愛を込めて、さよならを。
もう、あの頃には戻れないけど。確かに、確かに。僕にとって、大切な時間だった。
「ツー・・・」
機械音が途切れる。聞こえるのは、医者の抑揚のない声。
「ご臨終です。」
今、2年間付き合ってた彼女が死んだ。
ガン、だったらしい。しかも、丁度2年前から。
だけど彼女は、そんな素振りも見せずに。言わずに。
1人で戦っていた。
「バカだろ…」
残された俺には、後悔だけが残された。
もう少し、素直になればよかった。
優しくすればよかった。
好きって、大好きだよって。言えばよかった。抱きしめればよかった。
なにも言わなくなった彼女が横たわるこの部屋は。酷く無機質で。
それが余計に、もうあの笑顔を見れないという事実を感じさせた。
「沙夜…ゴメン。」
彼女…もとい、仲谷沙夜(なかたにさや)との出会いは2年前の春。
たまたま同じ高校で、同じクラス。
清楚系な容姿と裏腹に、明るい快活な性格。当たり前に、人気者の女子。
最初は、喋る機会なんてさらさらなくて、ただのクラスメイトという関係だった。
だけど、それが変わったのは5月の初旬。
まだ梅雨には早いその時期に、季節はずれの大雨が降った。
クラスメイトたちが、続々帰る中、俺と沙夜だけは残っていたんだ。
傘を、忘れてしまったから。
「宮近くんも、傘ないの?」
話しかけて来たのは彼女の方。
そんな、些細な内容だった。
それから1時間ぐらい、たわいもない会話が続いた。
雨は、もう止んでいた。
その次の日、珍しく俺から話しかけてみた。
「風邪、ひかなかった?」
いきなり話しかけて、引かれても困るけど。
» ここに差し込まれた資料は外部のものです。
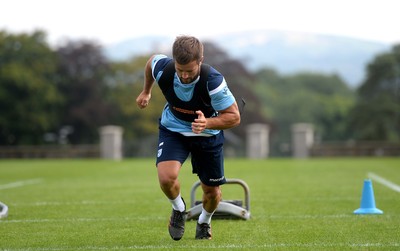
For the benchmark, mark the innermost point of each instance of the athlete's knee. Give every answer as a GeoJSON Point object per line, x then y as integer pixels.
{"type": "Point", "coordinates": [212, 192]}
{"type": "Point", "coordinates": [167, 174]}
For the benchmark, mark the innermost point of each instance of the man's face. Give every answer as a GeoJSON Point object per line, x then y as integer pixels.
{"type": "Point", "coordinates": [187, 73]}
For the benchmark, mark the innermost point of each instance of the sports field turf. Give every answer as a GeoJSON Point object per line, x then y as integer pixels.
{"type": "Point", "coordinates": [107, 205]}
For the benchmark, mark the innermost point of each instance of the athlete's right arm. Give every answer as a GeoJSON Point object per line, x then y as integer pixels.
{"type": "Point", "coordinates": [144, 97]}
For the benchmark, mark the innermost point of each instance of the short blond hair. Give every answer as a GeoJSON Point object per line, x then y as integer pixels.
{"type": "Point", "coordinates": [187, 49]}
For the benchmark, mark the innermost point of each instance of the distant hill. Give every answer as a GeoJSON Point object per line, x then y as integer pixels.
{"type": "Point", "coordinates": [286, 52]}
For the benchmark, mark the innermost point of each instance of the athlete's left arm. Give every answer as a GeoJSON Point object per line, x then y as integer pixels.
{"type": "Point", "coordinates": [226, 119]}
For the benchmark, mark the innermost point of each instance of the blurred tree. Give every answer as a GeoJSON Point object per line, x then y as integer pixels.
{"type": "Point", "coordinates": [29, 98]}
{"type": "Point", "coordinates": [321, 100]}
{"type": "Point", "coordinates": [376, 115]}
{"type": "Point", "coordinates": [125, 83]}
{"type": "Point", "coordinates": [82, 73]}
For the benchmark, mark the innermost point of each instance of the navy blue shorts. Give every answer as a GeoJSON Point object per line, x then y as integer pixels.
{"type": "Point", "coordinates": [206, 154]}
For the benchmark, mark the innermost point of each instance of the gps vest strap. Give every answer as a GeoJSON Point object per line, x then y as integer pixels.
{"type": "Point", "coordinates": [186, 110]}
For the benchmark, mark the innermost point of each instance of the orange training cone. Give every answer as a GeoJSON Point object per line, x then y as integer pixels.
{"type": "Point", "coordinates": [368, 200]}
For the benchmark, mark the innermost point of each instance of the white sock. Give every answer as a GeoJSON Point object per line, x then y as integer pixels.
{"type": "Point", "coordinates": [205, 217]}
{"type": "Point", "coordinates": [178, 204]}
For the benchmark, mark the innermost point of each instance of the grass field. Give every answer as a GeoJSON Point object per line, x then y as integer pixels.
{"type": "Point", "coordinates": [106, 205]}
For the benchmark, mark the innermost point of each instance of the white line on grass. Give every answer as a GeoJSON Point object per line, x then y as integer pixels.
{"type": "Point", "coordinates": [384, 182]}
{"type": "Point", "coordinates": [20, 183]}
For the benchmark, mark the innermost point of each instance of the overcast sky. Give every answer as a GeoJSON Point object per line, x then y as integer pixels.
{"type": "Point", "coordinates": [110, 21]}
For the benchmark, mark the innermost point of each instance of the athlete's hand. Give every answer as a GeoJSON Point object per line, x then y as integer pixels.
{"type": "Point", "coordinates": [143, 100]}
{"type": "Point", "coordinates": [200, 123]}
どうしても、彼女と話がしたかった。
きっと、その時既に、どうしようもなく。沙夜に惹かれていたんだと思う。
沙夜は、驚いたみたいだったけど、すぐいつもみたいに微笑んで。
「大丈夫!!宮近くんこそ、平気?」
なんて、彼女らしい答えを返した。
それからというもの、俺は、本当に自分?なんて思うような積極性で、沙夜にアピールした。
そして、6月下旬。
「仲谷、、俺と付き合って?」
「あ、あたしなんかでいいなら・・・よろしく、お願いしますっ」
念願叶って、付き合うことができたんだ。
喜ぶ俺の姿を、沙夜は複雑な顔をして見ていた。
今思うと、この頃から、沙夜は自分の病気を知ってたのかもしれない。
そして、2年がすぎた。
お互い、下の名前で呼び合うようになって。
俺は、響介(きょうすけ)だから響ちゃん、だけど。
デートなんて、しょっちゅう。
喧嘩もしたし、別れようと思ったこともあった。
だけど、この2年、本当に本当に幸せで。あっという間に過ぎていった。
だからこそ、気づいてやれなかったことに、後悔を抱くんだ。
一筋、涙が頬を伝った。
おもむろに、彼女のいるベッドに向かう。
「沙夜・・・俺、お前のこと、なんにも分かってやれなかったな。本当にゴメン。」
ぎゅっ、と沙夜の冷たくなった手を握る。
すると、枕元に1枚のメモを見つけた。
そこには、見慣れた丸文字。
【響ちゃん、あたし。死んじゃうみたい。だけどね?この2年、響ちゃんのおかげで幸せだったよ。ありがとう。 バイバイ。】
沙夜、だ。
止まったと思った涙が、再び溢れ出す。
メモは、涙に濡れていた。
「俺も、、幸せだったよ。ありがとう、沙夜。・・・愛してた。」
あえて、過去形にした。
きっと俺は、これからも。一生、彼女を忘れない。
だけど、彼女と向かい合うのは、これが最後だから。
すぐ下に、小さく微笑んで目を閉じる沙夜。
それに、優しくキスを落として、病室を後にした。
俺の手には、1枚のメモがしっかりと握られている。
過ぎ去った時はもう、戻らないけれど。
大切≠ノはできるから。
俺は、確かに。
あの子のことを、
「世界で1番、愛してた。」
外に出ると、ひらひら散る桜の花びらが目の前を彩る。
俺の心を、癒してくれているようだった。